Lívia amarrou Ibsen e seu subordinado e os trancou em seu quarto.
Às sete horas, o vovô, tio Soares e os outros chegaram.
Ao ver Ibsen e seu subordinado amarrados em frente ao armário de madeira, tio Soares se aproximou e chutou com força o peito de Ibsen.
— Seu desgraçado! Você sabe quantos moradores há em Serra Alta? E ainda queria explodir a vila!
O subordinado de Ibsen, ao ver isso, se arrastou com esforço, tentando proteger Ibsen do golpe.
Tio Soares chutou o subordinado para o lado, gritando: — A sua vez já vai chegar, pra que a pressa!
Dizendo isso, ele chutou Ibsen novamente com raiva.
Ibsen estava amordaçado e não conseguia falar, apenas suportava os chutes de Romário, que descarregava sua fúria.
Lívia não o impediu.
Afinal, se o plano de Ibsen tivesse sucesso, centenas de pessoas da vila morreriam naquela noite.
Depois de extravasar o suficiente, tio Soares finalmente se sentou e disse: — Lívia, ontem à noite, fizemos como você disse. Desenterramos todas as bombas plantadas na vila e os especialistas em explosivos desarmaram os fios.
Lívia assentiu. — Ótimo, tio Soares. Hoje à noite, antes das onze, você e a tia Uiara levem o vovô e os outros tios e tias para se esconderem no subterrâneo.
A vila tinha um porão, originalmente usado apenas para armazenar mercadorias importantes. Quem diria que um dia serviria de abrigo.

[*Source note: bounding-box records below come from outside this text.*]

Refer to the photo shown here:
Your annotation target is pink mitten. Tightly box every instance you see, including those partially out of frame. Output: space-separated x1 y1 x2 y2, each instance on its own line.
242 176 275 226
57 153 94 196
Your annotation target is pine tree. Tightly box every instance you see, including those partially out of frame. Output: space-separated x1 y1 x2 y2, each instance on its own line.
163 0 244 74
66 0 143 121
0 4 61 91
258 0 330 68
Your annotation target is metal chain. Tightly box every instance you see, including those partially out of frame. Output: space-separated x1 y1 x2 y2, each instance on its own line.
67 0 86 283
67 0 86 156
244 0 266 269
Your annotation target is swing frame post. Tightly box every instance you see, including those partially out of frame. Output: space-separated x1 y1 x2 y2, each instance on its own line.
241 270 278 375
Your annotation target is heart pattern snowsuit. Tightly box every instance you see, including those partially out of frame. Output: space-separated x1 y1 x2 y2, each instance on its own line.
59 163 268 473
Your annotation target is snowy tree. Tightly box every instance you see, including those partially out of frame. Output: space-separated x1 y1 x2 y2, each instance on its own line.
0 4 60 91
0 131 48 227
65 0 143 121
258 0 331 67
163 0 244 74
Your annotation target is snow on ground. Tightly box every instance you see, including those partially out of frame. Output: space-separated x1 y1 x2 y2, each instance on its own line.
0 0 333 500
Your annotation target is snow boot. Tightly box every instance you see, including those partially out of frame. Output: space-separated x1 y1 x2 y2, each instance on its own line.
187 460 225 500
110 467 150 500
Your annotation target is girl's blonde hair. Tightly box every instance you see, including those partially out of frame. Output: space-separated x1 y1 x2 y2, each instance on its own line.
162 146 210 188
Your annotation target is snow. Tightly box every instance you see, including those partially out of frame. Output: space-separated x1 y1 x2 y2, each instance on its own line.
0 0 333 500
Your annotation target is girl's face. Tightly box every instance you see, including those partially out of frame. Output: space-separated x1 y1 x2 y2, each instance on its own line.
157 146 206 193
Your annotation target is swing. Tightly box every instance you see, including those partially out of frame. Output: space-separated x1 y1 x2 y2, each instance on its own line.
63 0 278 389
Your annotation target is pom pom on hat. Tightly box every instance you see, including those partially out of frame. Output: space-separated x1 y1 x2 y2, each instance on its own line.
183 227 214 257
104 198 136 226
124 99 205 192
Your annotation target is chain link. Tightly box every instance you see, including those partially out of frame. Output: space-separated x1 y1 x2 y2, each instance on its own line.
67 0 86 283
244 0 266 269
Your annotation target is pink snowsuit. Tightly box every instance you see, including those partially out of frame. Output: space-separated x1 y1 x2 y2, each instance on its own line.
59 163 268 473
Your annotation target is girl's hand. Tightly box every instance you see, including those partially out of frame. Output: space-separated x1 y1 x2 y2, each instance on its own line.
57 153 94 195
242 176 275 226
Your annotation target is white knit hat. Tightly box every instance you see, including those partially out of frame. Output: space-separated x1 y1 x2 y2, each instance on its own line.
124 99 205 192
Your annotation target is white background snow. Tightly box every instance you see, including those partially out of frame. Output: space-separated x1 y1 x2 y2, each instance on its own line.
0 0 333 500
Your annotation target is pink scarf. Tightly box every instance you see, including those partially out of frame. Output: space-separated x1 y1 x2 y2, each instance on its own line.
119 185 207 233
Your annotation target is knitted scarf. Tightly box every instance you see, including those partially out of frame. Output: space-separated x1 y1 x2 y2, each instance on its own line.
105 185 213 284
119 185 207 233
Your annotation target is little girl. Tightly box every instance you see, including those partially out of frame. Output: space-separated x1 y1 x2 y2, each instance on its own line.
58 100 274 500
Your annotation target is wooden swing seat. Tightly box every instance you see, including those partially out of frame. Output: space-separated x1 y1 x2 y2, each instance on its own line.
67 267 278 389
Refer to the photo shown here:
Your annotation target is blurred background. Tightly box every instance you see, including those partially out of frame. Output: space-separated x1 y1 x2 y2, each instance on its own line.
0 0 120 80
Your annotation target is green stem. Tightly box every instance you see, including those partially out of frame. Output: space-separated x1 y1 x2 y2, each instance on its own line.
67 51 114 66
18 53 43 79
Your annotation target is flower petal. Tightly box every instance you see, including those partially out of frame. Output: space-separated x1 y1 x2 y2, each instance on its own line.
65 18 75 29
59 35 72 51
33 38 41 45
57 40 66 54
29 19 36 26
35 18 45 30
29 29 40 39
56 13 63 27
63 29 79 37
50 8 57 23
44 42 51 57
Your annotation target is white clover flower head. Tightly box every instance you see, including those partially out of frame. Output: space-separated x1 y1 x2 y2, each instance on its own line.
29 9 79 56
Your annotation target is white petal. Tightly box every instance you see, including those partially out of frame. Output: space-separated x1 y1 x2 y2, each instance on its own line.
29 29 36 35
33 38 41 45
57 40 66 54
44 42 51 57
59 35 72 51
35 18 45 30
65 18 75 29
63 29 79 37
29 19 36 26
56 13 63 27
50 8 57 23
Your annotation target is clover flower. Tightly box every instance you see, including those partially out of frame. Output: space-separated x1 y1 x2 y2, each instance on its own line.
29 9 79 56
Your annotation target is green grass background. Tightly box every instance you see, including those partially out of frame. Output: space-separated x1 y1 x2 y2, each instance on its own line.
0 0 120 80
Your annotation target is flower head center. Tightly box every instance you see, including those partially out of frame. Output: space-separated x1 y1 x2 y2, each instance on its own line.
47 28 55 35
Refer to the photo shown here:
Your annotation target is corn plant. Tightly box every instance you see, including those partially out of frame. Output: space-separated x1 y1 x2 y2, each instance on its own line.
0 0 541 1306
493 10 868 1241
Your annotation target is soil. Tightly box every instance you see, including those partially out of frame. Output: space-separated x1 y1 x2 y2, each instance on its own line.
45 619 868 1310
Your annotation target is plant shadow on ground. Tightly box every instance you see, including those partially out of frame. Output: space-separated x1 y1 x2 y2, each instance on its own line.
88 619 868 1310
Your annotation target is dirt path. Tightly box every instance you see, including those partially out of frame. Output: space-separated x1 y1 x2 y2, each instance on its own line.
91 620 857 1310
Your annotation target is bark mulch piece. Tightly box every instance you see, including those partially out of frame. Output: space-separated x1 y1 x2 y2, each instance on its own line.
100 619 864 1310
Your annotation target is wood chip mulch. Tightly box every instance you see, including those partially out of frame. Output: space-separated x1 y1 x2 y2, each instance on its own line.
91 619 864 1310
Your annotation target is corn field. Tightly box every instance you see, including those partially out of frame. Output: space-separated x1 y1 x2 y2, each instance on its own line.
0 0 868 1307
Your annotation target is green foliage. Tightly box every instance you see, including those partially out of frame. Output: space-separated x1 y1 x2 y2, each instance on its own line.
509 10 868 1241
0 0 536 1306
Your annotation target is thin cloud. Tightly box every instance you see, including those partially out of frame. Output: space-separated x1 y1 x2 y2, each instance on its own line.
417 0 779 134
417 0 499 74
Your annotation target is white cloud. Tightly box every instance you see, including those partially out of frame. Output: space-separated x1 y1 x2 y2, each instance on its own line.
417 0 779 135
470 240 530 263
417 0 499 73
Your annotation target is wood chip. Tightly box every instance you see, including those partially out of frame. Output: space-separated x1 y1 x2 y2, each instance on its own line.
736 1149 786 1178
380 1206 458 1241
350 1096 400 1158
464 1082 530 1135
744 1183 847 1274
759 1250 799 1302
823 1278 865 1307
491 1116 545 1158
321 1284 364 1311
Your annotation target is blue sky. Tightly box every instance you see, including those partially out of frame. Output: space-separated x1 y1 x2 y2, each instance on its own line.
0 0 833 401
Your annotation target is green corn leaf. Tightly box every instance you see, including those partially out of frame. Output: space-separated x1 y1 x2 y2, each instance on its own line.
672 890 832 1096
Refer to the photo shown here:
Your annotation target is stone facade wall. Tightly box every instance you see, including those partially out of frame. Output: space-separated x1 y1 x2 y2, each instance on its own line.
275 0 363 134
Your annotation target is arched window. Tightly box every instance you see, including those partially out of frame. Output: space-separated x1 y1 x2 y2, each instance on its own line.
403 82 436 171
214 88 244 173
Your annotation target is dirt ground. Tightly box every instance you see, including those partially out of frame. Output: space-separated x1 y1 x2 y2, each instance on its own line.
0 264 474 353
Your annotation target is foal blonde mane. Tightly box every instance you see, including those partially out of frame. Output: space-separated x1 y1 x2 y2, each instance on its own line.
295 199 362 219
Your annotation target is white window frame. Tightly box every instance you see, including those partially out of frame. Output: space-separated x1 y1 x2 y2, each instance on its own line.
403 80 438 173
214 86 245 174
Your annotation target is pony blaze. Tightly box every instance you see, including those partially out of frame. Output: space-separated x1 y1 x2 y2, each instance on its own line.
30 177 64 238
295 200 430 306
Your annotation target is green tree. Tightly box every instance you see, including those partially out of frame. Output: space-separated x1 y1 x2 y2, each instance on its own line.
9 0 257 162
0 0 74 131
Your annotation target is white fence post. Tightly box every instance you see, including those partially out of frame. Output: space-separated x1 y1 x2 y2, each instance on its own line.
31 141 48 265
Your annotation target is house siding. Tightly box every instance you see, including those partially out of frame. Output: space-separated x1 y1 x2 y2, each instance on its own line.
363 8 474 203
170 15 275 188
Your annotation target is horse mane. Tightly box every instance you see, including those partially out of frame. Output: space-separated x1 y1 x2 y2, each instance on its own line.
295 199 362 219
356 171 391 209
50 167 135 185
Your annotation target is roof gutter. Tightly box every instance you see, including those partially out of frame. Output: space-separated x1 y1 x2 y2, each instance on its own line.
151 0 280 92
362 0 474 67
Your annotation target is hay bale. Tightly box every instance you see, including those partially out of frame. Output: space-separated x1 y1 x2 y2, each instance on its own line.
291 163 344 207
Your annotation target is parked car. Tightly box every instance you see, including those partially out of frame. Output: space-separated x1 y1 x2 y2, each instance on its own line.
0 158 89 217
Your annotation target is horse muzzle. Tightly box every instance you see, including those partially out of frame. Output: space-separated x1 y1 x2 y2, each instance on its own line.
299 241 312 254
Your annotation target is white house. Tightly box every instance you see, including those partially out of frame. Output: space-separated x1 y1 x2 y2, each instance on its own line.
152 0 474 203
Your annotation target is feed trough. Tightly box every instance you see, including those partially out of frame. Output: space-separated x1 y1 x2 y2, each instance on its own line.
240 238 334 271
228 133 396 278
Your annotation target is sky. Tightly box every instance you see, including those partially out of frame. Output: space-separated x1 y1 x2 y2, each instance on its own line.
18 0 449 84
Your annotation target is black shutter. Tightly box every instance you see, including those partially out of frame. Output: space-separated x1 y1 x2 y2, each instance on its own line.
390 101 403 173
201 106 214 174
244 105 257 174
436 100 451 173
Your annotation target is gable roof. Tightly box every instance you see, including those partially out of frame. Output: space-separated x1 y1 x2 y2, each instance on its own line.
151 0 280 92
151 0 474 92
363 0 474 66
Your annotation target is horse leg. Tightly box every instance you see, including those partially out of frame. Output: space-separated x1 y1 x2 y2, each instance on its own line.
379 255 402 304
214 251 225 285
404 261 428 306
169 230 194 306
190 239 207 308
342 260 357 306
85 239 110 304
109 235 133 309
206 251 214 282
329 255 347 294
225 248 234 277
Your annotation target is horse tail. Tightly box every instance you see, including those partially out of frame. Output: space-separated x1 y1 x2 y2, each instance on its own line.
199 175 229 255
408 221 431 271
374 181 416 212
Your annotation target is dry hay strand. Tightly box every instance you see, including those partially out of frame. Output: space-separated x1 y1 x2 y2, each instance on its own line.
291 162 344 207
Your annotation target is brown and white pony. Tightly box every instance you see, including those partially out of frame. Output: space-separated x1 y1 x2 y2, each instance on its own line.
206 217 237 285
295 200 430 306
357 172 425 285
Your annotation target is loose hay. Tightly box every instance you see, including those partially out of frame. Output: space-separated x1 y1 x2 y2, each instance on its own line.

Tio Soares assentiu. — Entendido.
Lionel, pensando em algo, perguntou: — Lívia, e os catorze condenados à morte?
Só então tio Soares e os outros se lembraram que esses condenados ainda não haviam sido tratados.
Lívia já tinha um plano. — Deixem apenas um condenado como testemunha chave para depor contra Ibsen. Os outros treze serão deixados na vila como isca.
Estava escuro, apenas as luzes das casas dos moradores cintilavam na escuridão, como estrelas no céu noturno.
Seu olhar se tornou sombrio e sua voz, fria. — Agora, o espetáculo vai começar.
…
Os homens de Ibsen, escondidos na vila, observavam a situação de Lívia das montanhas com binóculos de visão noturna.
— O Sr. Ibsen está lá dentro há tanto tempo sem sair. Será que algo aconteceu? Devemos agir agora?
— Não recebemos nenhuma mudança no plano. Aja de acordo com o plano original. Se algo der errado, não poderemos arcar com a responsabilidade!
Naquela manhã, a ordem que receberam foi: se o Sr. Ibsen não saísse da vila até as onze da noite, eles deveriam atacar a vila sob o pretexto de perseguir fugitivos, resgatar o Sr. Ibsen e depois detonar as bombas plantadas por toda a vila.
Não muito tempo depois, eles viram alguns moradores irem para a casa de Lívia e saírem cerca de duas horas depois.